- Artist: Roy Lichtenstein
- Year: 1979
- Medium: Concrete, steel, polyurethane, enamel, palm tree, and water
- Movement: Pop art
- Dimensions: 640 cm × 730 cm × 330 cm (252 in × 288 in × 132 in)
- Location: Fillmore Miami Beach at Jackie Gleason Theater; Miami Beach; 25°47′33″N 80°07′58″W﻿ / ﻿25.792524°N 80.132736°W;

= Mermaid (Lichtenstein) =

Sculpture by Roy Lichtenstein

Mermaid (sometimes The Mermaid) is a 1979 outdoor sculpture by Roy Lichtenstein, composed of concrete, steel, polyurethane, enamel, palm tree, and water. It is located in Miami Beach at the Fillmore Miami Beach at Jackie Gleason Theater. Measuring 640 cm × 730 cm × 330 cm (252 in × 288 in × 132 in), it is his first public art commission according to some sources, although others point to a temporary pavilion that predates this work. It is also the second piece of public art in the city of Miami Beach. Since the sculpture was installed, it has been restored several times, and the theater that it accompanies has been restored and renamed twice.

==Location==
The statue rests outside what was originally called the Miami Beach Auditorium and later named the Miami Beach Theater of the Performing Arts or Theater of the Performing Arts, Miami. In 1987, the building was renamed the Jackie Gleason Theater of the Performing Arts. The institution was renamed in 2007 to the Fillmore Miami Beach at Jackie Gleason Theater.

==Detail==
1979 to 1982 was a period in which Lichtenstein created large-scale sculptures as derivatives of earlier smaller works. However, The Mermaid, which was his first large-scale sculpture, was uniquely created for this commission. He was commissioned to produce Mermaid in 1979 for the Theater of the Performing Arts. The original $100,000 commission included a $50,000 National Endowment for the Arts grant and dollar for dollar matching by art aficionados. It is the second public art piece in the city of Miami Beach. Although Lichtenstein produced a mural for Expo '67 in Montreal, this was his first public art commission according to some sources. Other sources claim that his New York State Pavilion mural at the Worlds Fair was commissioned.

Like almost all 20 of his sculptures produced up to 1980, this "...began as a line drawing, in elevation; proceeded to full-scale blacktape layout; and then to a magna-painted, handcrafted wooden maquette, which established the mold for the casting...in bronze by lost-wax process." Several stages of development (sketches, drawings, collages and maquettes) are readily available on the Lichtenstein Foundation website. The reclining mermaid rests atop whitecapped blue waves adjacent to a palm tree. In contrast to the otherwise serene tropical setting, Licthenstein includes grey steel clouds.

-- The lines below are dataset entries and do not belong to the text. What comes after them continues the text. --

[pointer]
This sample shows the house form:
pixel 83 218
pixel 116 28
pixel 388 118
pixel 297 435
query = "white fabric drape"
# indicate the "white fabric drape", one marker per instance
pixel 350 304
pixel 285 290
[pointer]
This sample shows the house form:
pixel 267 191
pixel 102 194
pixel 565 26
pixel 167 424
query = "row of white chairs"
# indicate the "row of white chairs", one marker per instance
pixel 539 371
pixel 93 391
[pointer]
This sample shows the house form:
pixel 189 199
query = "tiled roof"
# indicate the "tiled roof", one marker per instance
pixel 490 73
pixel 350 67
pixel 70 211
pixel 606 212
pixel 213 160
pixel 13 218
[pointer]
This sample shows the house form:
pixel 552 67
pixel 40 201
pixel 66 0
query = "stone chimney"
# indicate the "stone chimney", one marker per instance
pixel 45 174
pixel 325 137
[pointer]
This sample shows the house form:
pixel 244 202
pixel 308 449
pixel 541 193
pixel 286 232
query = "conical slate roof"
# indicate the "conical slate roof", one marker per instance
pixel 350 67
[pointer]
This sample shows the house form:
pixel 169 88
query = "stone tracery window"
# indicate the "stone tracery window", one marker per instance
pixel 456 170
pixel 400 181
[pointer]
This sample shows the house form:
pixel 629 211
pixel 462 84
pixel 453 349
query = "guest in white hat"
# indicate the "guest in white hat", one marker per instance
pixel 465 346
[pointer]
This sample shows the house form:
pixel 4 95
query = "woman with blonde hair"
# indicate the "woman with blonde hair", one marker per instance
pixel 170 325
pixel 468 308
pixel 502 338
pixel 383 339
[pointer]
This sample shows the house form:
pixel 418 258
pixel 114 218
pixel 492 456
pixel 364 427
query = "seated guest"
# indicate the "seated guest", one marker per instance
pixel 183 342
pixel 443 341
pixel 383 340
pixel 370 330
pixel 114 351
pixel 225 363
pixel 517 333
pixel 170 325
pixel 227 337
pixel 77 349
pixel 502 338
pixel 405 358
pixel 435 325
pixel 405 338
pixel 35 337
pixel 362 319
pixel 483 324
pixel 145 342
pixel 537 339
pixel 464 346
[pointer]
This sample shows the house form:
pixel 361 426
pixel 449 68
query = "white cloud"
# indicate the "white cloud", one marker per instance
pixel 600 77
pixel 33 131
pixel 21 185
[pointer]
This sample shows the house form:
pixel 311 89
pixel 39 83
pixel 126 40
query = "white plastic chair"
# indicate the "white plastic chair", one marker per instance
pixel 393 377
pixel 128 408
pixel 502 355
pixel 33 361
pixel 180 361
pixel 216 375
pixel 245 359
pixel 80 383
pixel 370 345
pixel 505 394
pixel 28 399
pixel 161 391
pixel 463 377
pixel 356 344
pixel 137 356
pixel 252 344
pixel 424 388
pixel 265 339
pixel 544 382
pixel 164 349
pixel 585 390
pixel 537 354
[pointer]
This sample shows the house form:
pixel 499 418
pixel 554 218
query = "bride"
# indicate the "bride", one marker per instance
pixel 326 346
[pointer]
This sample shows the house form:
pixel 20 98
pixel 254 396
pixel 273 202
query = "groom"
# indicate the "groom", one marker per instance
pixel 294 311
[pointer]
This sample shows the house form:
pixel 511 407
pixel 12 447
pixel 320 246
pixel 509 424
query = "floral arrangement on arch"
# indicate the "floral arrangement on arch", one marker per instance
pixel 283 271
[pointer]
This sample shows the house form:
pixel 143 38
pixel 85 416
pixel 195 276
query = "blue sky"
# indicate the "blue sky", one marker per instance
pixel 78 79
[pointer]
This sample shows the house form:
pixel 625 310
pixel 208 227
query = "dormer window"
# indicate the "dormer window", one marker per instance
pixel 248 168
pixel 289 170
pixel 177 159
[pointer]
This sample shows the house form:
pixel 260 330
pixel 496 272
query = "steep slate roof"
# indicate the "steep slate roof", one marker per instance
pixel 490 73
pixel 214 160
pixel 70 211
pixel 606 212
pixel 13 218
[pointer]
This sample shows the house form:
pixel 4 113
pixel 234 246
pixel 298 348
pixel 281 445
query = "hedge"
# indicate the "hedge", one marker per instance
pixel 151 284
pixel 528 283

His commentary on this work located in Miami Beach is to emphasize the "absurdity of creating sculptures from such painterly forms." Subsequent works expanded on "painterly sculpture".

The work continued his 1970s sculptural theme of depicting ephemeral events in physical form with the inclusion of rays of sunlight upon the Mermaid's body. At the time, large-scale public art was something new to Lichtenstein. The work was regarded as an extension of his painting into public form rather than as an attempt to produce sculptural artwork. Incorporating a palm tree and a water-filled pool, Mermaid is regarded as "dazzlingly silly and provocative".

==History==
The statue has been touched up on several occasions by city employees in its first 15 years of existence to deal with fading paint and the impact of hurricane forces. According to a Bluffton University website, the sculpture was restored in 2000 and rededicated in 2001. In 2010, an additional restoration included "cleaning, corrosion removal and stabilization of its ferrous metal elements, compounding of the painted surfaces, concrete repair, and partial repainting". Other elements of the repair include the replacement of lost concrete and protective cooling.